Recently, I read the book Cosmos, by the genius Carl Sagan. In one passage, he explains the theory of natural evolution and artificial evolution.

The natural evolution of species occurs when environmental factors end up favoring individuals with certain characteristics over others, so that the former tend to survive and produce more offspring than those in the latter group.

Artificial evolution, on the other hand, is induced by human action. Carl Sagan gives an interesting example:

Crabs in a certain region of Japan have markings on their shells that resemble a human face, and this has a curious explanation. In that region, many boats carrying samurai were shipwrecked. Fishermen believed that crabs with those markings on their shells carried the spirits of the drowned samurai, and therefore returned those crabs to the sea. Crabs that did not have the markings were normally captured, causing, through human influence, a particular lineage of crabs to become predominant over the others.

Okay, but let’s talk about Marketing.

Until some time ago, I believed that for Google and other search engines to recognize a domain as an authority on a given subject, prioritizing it in search results, it was important to have many articles and pages with the keywords of interest (those we want to appear for in searches). As I progressed in my studies and practical experiments, I realized that this strategy can lead to redundant and often shallow content.

Once Google understands the central topic of a website/domain,the best thing to do is to increasingly deepen the content, making the most important pages much more complete than those of competitors and adding internal links to complementary pages that are connected in a coherent and organized way.

But how do we know which pages and keywords deserve an investment of time and effort so that the content can be enriched with greater depth and/or complementary pages?This is where the theory of evolution comes into play!

The “environment” we want to optimize our content for is Google, and it gives excellent clues about which characteristics should be predominant. We can start by exporting the detailed report that Google Search Console provides.

Google Search Console Report
Google Search Console Report

In this report, under the “queries” tab, it is possible to see impressions, clicks, and the position our domain holds for certain keywords of interest.

Google Search Console Report
Queries Table

Now, notice what is highlighted in red. These keywords had a very high number of impressions even though they were very poorly positioned (second or third page of Google).

This means there is strong demand for this content!
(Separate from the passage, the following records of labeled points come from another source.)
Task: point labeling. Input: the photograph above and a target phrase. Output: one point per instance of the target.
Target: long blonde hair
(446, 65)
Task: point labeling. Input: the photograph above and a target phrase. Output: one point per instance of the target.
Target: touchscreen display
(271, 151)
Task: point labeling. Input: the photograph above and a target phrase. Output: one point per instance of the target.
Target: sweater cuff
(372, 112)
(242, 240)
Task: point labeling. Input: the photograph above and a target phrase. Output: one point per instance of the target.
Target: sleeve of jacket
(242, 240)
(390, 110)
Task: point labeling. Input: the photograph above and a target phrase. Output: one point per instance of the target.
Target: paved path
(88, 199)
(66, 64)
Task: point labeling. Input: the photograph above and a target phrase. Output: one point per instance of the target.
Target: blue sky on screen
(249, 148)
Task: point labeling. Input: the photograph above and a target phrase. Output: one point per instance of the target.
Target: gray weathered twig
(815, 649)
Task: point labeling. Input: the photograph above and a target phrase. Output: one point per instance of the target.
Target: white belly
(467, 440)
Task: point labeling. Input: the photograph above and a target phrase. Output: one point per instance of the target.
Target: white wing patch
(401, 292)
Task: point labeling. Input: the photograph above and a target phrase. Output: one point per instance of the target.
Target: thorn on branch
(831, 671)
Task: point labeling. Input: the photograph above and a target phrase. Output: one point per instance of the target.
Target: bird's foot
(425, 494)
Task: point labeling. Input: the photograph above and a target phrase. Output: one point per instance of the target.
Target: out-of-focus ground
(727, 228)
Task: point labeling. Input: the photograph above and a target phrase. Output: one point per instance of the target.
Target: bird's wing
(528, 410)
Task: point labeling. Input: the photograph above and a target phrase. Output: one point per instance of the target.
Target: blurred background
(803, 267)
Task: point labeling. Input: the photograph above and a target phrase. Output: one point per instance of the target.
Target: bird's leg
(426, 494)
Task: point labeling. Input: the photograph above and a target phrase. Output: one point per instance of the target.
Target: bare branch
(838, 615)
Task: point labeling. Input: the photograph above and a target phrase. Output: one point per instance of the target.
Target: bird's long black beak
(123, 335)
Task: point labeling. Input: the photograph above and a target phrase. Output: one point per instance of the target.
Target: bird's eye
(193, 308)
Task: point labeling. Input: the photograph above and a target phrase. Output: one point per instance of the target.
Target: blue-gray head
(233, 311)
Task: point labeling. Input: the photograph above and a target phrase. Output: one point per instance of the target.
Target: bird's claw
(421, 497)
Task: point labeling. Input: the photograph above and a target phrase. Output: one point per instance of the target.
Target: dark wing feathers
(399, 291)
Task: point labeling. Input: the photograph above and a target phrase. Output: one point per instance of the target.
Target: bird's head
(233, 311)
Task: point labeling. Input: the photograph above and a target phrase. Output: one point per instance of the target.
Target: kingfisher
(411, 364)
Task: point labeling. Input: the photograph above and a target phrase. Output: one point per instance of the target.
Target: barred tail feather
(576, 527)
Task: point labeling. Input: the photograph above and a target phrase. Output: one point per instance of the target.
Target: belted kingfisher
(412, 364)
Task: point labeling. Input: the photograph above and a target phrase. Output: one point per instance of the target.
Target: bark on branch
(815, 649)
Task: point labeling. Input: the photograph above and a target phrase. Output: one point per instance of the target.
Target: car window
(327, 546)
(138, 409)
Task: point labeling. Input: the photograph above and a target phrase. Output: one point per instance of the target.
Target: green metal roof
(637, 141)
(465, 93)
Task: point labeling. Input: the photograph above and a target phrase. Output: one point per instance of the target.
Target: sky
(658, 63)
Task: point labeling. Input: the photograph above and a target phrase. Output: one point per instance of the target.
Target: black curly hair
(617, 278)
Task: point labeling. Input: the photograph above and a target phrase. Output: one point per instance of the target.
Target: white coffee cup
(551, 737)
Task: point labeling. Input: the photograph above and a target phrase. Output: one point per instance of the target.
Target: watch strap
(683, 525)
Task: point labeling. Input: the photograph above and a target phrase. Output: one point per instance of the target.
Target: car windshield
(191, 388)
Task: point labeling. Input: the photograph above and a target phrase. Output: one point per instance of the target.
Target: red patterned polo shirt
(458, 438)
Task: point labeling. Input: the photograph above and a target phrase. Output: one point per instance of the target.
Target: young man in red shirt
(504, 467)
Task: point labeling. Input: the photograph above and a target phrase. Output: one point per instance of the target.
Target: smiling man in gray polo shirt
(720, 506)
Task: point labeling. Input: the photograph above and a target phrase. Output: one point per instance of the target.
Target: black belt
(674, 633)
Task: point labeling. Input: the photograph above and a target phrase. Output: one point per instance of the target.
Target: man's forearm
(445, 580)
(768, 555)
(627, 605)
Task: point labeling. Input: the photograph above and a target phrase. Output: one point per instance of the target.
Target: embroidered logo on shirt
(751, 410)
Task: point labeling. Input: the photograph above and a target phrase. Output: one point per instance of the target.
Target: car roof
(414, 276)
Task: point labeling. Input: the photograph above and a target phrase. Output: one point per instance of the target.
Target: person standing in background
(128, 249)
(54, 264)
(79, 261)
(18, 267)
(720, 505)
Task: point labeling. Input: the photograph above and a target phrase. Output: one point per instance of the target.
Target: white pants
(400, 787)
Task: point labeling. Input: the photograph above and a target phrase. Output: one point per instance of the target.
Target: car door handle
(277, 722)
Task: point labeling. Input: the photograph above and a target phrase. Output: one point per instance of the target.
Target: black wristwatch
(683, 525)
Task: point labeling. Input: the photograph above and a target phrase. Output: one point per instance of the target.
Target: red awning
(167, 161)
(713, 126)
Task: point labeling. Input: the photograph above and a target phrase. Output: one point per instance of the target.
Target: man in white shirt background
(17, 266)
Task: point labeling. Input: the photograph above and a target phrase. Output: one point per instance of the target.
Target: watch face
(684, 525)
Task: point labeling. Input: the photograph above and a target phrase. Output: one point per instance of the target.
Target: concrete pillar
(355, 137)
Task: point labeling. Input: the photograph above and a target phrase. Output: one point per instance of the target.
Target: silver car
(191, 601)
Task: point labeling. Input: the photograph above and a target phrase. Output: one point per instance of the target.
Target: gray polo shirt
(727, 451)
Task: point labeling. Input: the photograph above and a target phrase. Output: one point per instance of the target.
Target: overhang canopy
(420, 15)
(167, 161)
If we manage to rank it better, the number of visitors to the site will likely grow exponentially.

Based on this information that the environment (Google) has given us, we should evolve pages related to topics that have a high number of impressions (high demand) so they don’t die (remain unseen).

Wow, isn’t this pure Darwinian theory applied to content strategy?!

Pages that adapt to demand survive. Pages that don’t, disappear.

Now think with me:

This parallel I tried to draw between the theory of species evolution and SEO optimization can actually be extended to almost any subject. The truth is that positive and consistent results, in any imaginable context, are generally the result of repeated iterations. After each iteration, we should take what works and double down on it. This is what tends to leverage positive results in an increasingly accelerated way (compound interest in action).

And what about what doesn’t work?It needs to go through variations until it reaches a form that works better within the given environment.